A route to starting your career – Charlotte’s Story

I first started volunteering for one reason: to gain experience to secure a paid job. But I got so much more from it than that.

I was 15 when I first volunteered, which was for my local Red Cross Charity Shop. In 2009, it had become much harder to get a job that could give a teenager with no work experience some pocket money. I hoped that by volunteering on Saturday mornings in a charity shop, I would get the experience that high street shops were looking for. But I enjoyed the flexibility, the friendliness and feeling of contributing to a great cause more than I thought I could enjoy having a paid job as a shop assistant. As a teenager, my confidence was low and my anxiety high, and in reality I didn’t really want a job on top of the pressure I was already under. At the charity shop, I met people from many different walks of life and it was a refreshing break from the dramas of school. A few years later, just before I started university, I did get a job working at a small shop one day a week. It was nice to have a bit of extra cash and I wouldn’t have got the job without my experience at the Red Cross Shop.

In the summer at the end of my first year at university, I helped out at a day centre for the homeless called Catching Lives. At the time, I didn’t think much of what I was doing – they had a lot of donations and I sold some on eBay for them as a bit of extra fundraising. But this project later became an important experience to mention in job interviews. Often it’s hard to see the skills and experience you’ve gained and how to sell them. But trust me, after some practice, they become obvious.

At university, it was clear how hard it was for graduates to get their careers started and how much job experience some of my peers had. I needed to do something to firstly figure out what area of work I wanted to go into, and then gain some experience and skills towards getting there. I knew I wanted to work in the charity sector, and after some research, I found that policy and campaigns fitted my passion, skills, and degree well. I applied for a volunteer internship at Breast Cancer Campaign to try it out and was successful. I spent a month of my second year summer in this role and loved it. It eased a lot of my worries about full time work and made it clear that I could do it, and do it well.

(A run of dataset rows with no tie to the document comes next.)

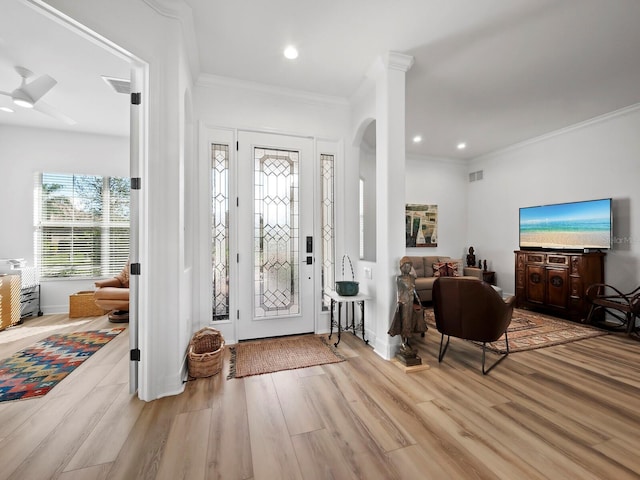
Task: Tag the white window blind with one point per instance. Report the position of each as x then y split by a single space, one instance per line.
82 225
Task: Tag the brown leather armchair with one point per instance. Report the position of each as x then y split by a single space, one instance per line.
113 294
470 309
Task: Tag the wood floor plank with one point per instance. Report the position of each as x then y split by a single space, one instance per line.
97 472
320 457
375 416
272 451
416 462
564 443
621 452
355 443
229 456
106 440
143 449
56 449
298 412
186 450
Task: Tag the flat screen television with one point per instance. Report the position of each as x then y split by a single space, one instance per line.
567 226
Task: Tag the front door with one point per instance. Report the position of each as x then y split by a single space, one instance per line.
275 232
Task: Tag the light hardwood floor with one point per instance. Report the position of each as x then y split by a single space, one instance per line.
570 411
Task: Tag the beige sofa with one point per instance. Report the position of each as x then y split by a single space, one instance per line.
423 267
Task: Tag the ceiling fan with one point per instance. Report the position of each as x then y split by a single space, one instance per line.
28 94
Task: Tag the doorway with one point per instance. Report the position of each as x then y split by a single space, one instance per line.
275 225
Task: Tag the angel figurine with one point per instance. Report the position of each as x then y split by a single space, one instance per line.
407 320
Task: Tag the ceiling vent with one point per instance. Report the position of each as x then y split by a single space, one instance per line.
476 176
120 85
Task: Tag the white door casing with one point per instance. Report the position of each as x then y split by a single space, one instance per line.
275 215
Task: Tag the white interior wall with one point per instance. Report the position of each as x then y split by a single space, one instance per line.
223 104
27 151
442 182
156 33
368 176
598 159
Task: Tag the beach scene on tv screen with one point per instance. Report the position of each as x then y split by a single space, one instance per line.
567 225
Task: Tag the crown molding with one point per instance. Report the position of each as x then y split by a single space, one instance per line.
179 10
562 131
209 80
398 61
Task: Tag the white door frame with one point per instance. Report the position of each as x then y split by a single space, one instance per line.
249 325
138 164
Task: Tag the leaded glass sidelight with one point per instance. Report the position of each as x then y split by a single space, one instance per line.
327 209
276 232
220 230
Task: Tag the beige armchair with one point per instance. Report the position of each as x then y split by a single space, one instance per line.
113 294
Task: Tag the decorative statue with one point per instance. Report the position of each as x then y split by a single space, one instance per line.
407 319
471 258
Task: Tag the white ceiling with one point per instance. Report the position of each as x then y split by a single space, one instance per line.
32 40
489 72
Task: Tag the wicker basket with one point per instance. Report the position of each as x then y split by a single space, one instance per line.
82 304
205 354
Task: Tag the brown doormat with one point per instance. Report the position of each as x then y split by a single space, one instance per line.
530 330
274 355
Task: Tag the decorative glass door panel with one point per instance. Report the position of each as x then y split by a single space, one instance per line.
275 217
220 230
276 236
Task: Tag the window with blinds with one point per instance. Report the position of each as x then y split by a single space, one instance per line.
81 224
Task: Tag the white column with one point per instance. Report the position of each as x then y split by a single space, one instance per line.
390 72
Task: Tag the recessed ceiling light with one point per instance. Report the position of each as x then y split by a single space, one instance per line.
291 52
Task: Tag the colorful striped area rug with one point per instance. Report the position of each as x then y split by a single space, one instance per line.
34 371
530 330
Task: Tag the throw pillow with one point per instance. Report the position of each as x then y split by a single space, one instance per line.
445 269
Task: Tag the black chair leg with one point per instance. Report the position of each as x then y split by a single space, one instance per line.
442 352
502 357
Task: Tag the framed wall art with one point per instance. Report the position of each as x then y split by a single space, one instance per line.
421 224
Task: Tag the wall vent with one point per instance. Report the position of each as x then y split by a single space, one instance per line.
476 176
120 85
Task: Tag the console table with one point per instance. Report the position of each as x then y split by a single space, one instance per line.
339 300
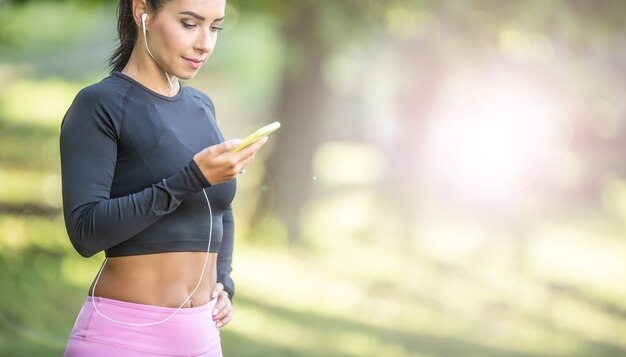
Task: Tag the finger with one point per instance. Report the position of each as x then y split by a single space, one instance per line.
222 306
252 148
226 146
219 287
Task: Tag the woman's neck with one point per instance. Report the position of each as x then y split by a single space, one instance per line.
142 68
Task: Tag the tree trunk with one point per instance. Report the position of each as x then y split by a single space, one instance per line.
301 112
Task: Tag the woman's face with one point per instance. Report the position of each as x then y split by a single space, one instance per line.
183 34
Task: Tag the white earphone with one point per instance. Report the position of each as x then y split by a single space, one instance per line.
170 79
143 22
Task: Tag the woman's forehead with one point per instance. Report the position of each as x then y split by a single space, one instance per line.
208 9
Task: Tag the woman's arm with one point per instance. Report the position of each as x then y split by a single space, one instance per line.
88 145
225 255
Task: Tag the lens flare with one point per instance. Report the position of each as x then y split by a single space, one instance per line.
493 143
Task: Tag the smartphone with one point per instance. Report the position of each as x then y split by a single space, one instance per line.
259 134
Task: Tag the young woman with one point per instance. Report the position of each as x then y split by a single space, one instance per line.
148 178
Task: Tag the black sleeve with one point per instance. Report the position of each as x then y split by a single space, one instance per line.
225 255
94 221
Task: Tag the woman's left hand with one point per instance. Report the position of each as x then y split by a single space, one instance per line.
223 310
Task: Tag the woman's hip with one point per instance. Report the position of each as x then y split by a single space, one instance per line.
143 330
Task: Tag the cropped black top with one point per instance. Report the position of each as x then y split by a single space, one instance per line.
130 185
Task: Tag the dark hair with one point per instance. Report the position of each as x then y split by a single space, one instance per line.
127 31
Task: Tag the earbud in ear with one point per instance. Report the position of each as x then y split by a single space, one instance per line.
143 22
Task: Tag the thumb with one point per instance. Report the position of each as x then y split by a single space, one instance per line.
216 290
227 146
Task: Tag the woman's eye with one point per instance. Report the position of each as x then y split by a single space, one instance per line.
188 25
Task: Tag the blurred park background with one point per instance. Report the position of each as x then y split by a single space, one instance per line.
449 180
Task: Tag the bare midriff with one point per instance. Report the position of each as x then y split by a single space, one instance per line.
163 279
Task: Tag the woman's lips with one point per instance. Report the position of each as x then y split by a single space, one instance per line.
195 64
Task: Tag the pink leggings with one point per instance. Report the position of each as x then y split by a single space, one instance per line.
191 332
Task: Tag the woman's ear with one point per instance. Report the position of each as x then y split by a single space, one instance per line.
139 8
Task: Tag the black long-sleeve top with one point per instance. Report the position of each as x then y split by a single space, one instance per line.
130 185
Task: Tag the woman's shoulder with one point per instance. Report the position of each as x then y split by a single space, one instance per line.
108 90
101 102
201 96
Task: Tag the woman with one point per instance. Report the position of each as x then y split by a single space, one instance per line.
148 178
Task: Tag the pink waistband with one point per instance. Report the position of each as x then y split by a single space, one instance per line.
150 308
191 331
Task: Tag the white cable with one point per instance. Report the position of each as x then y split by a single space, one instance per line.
167 76
93 300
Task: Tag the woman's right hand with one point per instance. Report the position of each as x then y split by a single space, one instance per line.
219 164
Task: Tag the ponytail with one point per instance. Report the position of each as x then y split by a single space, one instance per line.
127 31
127 34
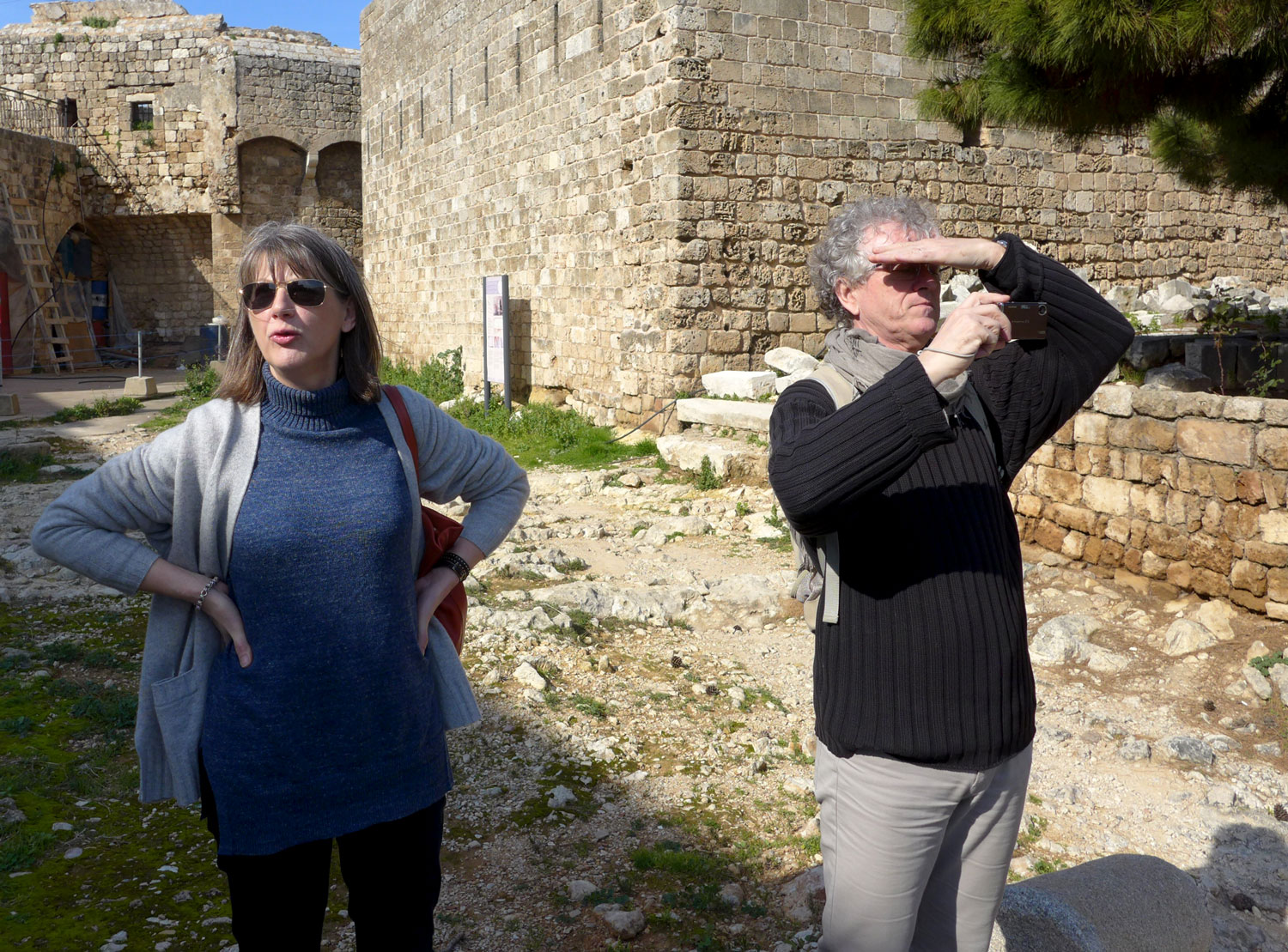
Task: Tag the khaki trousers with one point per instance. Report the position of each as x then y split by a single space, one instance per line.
914 857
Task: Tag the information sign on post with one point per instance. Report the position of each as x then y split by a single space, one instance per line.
496 337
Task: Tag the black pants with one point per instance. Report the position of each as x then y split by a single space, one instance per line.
392 871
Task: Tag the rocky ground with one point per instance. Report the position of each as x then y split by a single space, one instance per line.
643 776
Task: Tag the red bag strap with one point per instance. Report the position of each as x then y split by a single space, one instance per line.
396 401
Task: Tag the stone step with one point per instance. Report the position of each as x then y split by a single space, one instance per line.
746 384
729 458
738 415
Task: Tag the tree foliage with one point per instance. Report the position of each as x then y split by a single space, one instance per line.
1206 79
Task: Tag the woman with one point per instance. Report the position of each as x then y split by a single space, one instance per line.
285 676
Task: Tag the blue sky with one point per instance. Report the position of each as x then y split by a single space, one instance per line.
335 20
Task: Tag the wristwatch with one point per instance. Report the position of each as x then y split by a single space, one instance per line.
453 562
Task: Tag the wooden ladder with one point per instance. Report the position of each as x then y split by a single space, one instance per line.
48 317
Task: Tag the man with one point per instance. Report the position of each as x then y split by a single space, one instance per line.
922 688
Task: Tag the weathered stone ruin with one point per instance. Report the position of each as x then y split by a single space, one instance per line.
651 175
162 136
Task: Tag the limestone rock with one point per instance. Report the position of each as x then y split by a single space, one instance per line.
728 456
1182 637
804 894
744 384
1135 750
785 381
626 924
723 412
561 797
788 360
1259 683
1177 378
1216 617
1120 902
1279 679
528 676
1185 749
1063 640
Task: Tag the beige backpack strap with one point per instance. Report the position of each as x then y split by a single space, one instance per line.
827 549
836 384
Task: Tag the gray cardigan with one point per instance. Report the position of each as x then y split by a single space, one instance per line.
183 491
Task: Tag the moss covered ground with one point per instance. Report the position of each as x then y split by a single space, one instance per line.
69 676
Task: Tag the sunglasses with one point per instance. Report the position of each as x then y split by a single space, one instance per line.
308 293
909 272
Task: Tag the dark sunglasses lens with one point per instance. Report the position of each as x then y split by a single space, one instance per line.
258 295
308 293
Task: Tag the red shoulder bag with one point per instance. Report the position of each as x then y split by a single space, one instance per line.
440 534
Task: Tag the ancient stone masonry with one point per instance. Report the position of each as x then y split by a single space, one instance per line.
191 131
652 174
1184 488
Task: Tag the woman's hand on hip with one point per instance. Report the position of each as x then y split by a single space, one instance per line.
167 579
430 591
226 616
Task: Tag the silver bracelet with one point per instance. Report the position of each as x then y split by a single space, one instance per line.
206 591
950 353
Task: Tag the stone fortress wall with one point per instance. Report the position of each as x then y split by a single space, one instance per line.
652 175
1182 491
167 200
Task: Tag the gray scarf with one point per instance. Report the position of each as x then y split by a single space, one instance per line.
863 362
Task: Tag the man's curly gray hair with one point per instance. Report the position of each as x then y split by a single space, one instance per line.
839 254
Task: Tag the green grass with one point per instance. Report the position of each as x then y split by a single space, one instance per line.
440 379
1264 663
198 385
540 434
121 406
22 470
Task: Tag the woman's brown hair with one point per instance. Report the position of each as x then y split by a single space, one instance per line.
311 255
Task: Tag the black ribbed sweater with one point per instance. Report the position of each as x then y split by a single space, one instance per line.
929 661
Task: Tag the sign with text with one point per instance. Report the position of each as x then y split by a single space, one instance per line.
496 337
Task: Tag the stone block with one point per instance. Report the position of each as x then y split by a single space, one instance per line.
1177 378
1072 517
737 415
1247 409
1115 401
1210 404
744 384
728 456
1267 555
1273 447
27 450
1221 442
1120 902
1274 527
1058 485
1107 495
141 386
1153 402
1143 433
1146 352
1091 427
790 360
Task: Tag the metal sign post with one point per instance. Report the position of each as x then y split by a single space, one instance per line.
496 337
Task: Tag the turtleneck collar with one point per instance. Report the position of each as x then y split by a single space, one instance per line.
329 409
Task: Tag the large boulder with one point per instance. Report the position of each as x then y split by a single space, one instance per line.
788 360
744 384
1112 905
1179 378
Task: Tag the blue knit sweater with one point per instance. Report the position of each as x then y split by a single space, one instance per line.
335 725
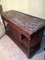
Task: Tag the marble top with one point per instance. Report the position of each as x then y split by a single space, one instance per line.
32 24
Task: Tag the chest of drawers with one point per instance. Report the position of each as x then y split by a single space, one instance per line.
25 30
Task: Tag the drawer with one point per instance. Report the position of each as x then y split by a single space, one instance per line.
25 41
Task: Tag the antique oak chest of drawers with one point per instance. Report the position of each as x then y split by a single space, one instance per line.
25 30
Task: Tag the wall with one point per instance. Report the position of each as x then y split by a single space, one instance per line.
32 7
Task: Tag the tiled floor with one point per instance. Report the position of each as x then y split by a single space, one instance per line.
10 51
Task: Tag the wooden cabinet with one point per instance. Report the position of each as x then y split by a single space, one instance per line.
28 42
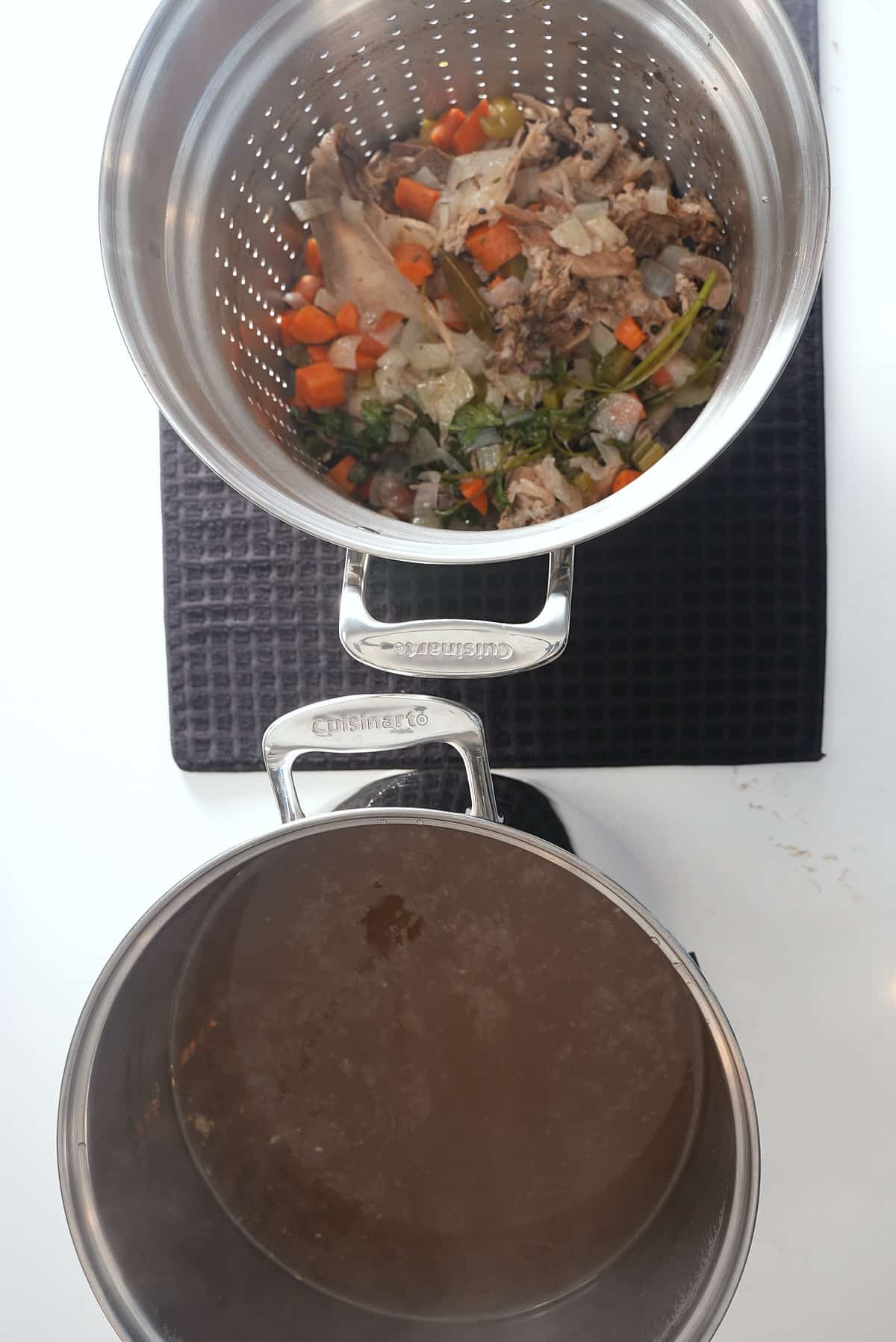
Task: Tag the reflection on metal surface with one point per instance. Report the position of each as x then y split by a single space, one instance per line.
455 647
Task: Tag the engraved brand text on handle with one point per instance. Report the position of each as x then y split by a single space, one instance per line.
459 651
337 724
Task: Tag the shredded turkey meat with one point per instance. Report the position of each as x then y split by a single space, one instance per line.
538 494
498 317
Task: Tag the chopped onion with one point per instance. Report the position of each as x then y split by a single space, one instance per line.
391 383
325 299
573 235
412 336
447 459
427 178
343 352
424 447
310 208
526 190
506 291
603 338
431 357
355 402
387 490
471 353
392 358
604 232
487 164
659 279
592 208
617 416
487 458
658 200
494 397
404 415
672 257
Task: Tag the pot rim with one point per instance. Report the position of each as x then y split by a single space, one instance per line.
97 1259
355 528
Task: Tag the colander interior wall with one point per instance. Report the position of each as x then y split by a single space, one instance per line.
214 132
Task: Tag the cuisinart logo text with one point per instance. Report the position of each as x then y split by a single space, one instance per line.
459 651
369 722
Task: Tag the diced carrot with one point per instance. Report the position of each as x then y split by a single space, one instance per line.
470 136
623 479
414 198
388 328
313 258
414 262
309 286
443 132
451 314
321 385
629 333
474 490
340 474
349 318
310 325
493 244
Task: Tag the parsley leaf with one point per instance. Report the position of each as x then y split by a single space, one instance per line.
471 419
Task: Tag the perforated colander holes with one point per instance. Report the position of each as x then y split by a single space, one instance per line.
438 38
550 89
616 78
510 31
695 151
473 33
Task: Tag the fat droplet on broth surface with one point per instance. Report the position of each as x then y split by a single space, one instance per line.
448 1081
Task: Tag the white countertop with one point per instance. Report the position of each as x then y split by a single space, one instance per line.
783 878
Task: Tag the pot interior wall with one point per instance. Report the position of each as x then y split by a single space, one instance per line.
200 243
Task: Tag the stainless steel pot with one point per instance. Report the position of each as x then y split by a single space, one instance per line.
208 140
165 1262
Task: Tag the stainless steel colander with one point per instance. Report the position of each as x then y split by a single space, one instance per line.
211 136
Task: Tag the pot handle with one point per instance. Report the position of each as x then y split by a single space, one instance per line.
362 722
455 647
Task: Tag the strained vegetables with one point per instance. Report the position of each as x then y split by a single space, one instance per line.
498 318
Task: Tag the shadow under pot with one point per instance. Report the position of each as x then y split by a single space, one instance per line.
392 1067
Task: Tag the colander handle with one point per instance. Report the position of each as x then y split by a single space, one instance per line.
455 647
361 722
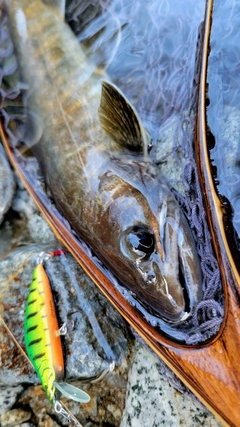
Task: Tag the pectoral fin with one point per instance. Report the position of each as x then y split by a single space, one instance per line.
120 121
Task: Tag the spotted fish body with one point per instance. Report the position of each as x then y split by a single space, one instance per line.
92 149
43 342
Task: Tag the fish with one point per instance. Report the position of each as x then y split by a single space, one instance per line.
92 149
43 339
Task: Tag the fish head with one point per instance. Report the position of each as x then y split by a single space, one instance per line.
147 240
149 245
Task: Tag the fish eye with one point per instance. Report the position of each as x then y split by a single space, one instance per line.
141 241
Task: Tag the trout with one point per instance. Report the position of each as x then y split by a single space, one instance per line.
93 151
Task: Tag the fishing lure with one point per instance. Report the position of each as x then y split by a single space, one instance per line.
43 338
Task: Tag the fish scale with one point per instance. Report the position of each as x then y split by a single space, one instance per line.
43 343
92 150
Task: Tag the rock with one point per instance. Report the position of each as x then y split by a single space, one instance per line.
99 335
8 396
151 400
13 417
7 184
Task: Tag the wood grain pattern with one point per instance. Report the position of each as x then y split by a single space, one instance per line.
212 370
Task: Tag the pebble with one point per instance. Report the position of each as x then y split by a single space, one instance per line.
152 401
8 396
13 417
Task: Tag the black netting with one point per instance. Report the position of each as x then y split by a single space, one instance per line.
151 51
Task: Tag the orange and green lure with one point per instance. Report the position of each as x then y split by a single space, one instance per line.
42 337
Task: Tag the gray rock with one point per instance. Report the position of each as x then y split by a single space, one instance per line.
7 184
152 401
99 335
8 396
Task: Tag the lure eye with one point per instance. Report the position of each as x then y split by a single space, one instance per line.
140 241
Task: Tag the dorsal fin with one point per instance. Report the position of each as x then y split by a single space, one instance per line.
119 119
57 5
72 392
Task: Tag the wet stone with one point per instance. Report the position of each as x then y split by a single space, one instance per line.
99 335
8 396
96 347
152 400
7 184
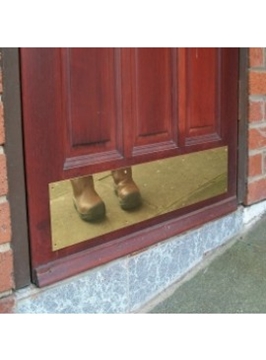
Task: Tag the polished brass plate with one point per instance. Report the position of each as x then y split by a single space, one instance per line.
165 185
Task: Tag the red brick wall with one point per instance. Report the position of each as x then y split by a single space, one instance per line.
6 260
256 189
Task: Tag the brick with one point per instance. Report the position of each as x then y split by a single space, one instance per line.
257 138
256 58
256 110
6 271
256 191
3 175
255 165
7 305
5 223
2 128
257 82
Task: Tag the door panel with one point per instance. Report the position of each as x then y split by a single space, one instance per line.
91 110
91 92
202 99
154 101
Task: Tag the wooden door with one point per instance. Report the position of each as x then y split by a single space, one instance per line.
88 110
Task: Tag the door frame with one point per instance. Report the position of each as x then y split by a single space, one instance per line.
15 166
78 262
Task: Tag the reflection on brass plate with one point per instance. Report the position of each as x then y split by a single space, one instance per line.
164 185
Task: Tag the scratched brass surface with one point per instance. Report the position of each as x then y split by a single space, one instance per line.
165 185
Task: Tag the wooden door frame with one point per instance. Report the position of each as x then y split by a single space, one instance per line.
17 188
15 166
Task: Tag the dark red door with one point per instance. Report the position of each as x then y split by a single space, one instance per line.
88 110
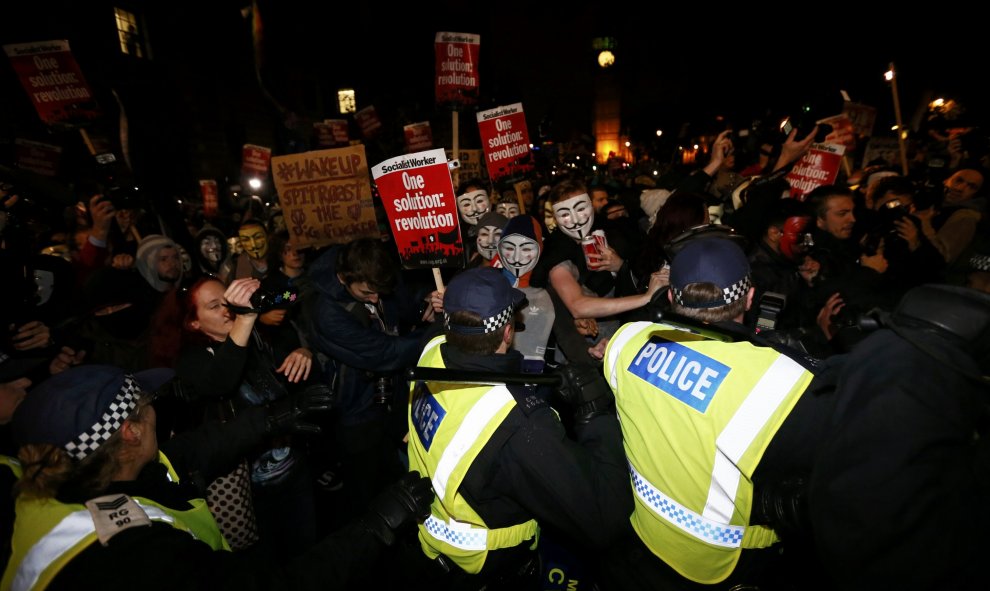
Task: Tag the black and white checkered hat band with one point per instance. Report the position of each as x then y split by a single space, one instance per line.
980 262
730 294
121 408
488 325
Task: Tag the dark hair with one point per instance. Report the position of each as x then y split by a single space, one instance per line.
817 200
472 183
367 259
706 292
565 189
474 344
681 211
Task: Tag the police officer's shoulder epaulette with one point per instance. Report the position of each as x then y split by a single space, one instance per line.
527 397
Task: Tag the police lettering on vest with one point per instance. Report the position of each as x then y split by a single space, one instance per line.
427 414
685 374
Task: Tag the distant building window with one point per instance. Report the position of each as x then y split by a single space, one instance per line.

I continued to volunteer in order to expand my experiences and meet new people. I was a volunteer receptionist at the Student Union Advice Centre in my last year of university. A year later, my first policy job was only part time so I volunteered one day a week at Guide Dogs in campaigns and public affairs. Without both of these experiences and the insights I gained, it’s unlikely that I would be in my current job at Mind as Policy and Campaigns Assistant.

Reflecting on my volunteering, I can see it has been a very significant part of my life. I wouldn’t be where I am today without having volunteered. Although sometimes it felt like extra pressure, really it gave me so many skills and much more understanding of people and what I wanted to do with my life. Getting some experience through volunteering helps you to determine what you like and what you don’t, and where your skills lie. Wherever you are in your life, this is an invaluable process.